Le malvertising joue également un rôle dans la propagation. Des publicités à forte visibilité, affichées en bas de pages de grands sites, redirigent vers des lures ClickFix très soignés, poussant des centaines de milliers de visiteurs à interagir. La campagne utilisant ChatGPT comme prétexte illustre un point important : les leurres sont choisis pour paraître crédibles et populaires. Une page invitant à “rejoindre une communauté” ou à “activer un module” devient un vecteur redoutablement efficace.
Cette variété rend la détection difficile. Les protections classiques contre les pièces jointes malveillantes ou les macros deviennent moins pertinentes, car la charge malveillante n’apparaît que lorsque l’utilisateur exécute lui-même un texte généré dynamiquement. L’analyse de Microsoft montre que la détection repose alors davantage sur l’observation des commandes, l’analyse des scripts, la surveillance des domaines de commande et contrôle, et l’inspection du comportement des LOLBins.

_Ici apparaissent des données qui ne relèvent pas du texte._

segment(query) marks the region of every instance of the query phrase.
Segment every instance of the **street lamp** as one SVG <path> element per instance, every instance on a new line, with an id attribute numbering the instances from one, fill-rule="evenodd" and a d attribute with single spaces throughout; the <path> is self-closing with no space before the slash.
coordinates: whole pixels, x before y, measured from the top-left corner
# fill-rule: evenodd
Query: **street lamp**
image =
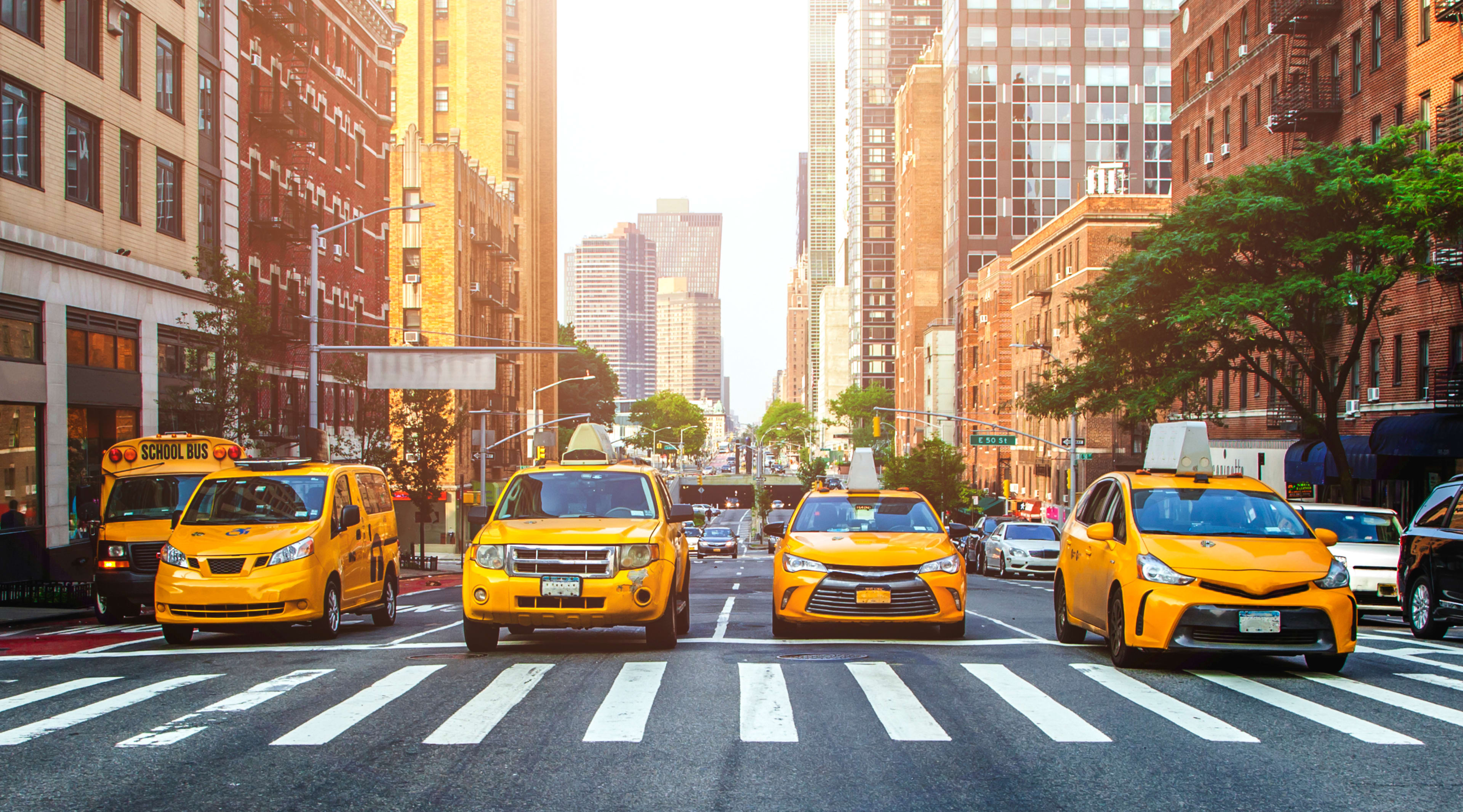
<path id="1" fill-rule="evenodd" d="M 320 427 L 320 237 L 331 231 L 339 231 L 347 225 L 354 225 L 369 217 L 376 217 L 394 211 L 430 209 L 436 203 L 410 203 L 405 206 L 386 206 L 357 218 L 336 222 L 329 228 L 320 228 L 319 222 L 310 224 L 310 429 Z"/>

Entre sophistication technique et manipulation comportementale : une menace façonnée pour durer
ClickFix met en évidence une réalité déjà perceptible dans de nombreuses attaques : les utilisateurs deviennent la surface d’attaque principale. Les campagnes misent sur la psychologie plutôt que sur l’exploitation de vulnérabilités logicielles. Les extraits de Proofpoint insistent sur ce point : le succès repose sur la capacité à manipuler les réflexes profonds. Offrir à la victime un problème et un faux sentiment de solution crée un cycle de confiance immédiat. La victime croit régler une erreur, valider une identité ou activer un module, sans imaginer qu’elle exécute une commande malveillante.
Ce modèle persiste parce qu’il contourne les progrès de défense. Les macros bloquées, les filtres antispam renforcés, les contrôles sur les pièces jointes ou les signatures numériques rendent les méthodes traditionnelles moins efficaces. Les opérateurs ClickFix s’adaptent en alignant leurs campagnes sur les comportements courants : cliquer, copier, coller, vérifier, réparer. L’approche tire parti de mécanismes cognitifs familiers, tout en évitant les signaux d’alerte classiques.
L’analyse comportementale s’avère alors essentielle. Les techniques d’obfuscation décrites, la fragmentation des scripts, l’utilisation détournée des outils natifs, les éléments masqués dans les pages web ou les icônes trompeuses montrent une capacité à détourner des usages légitimes.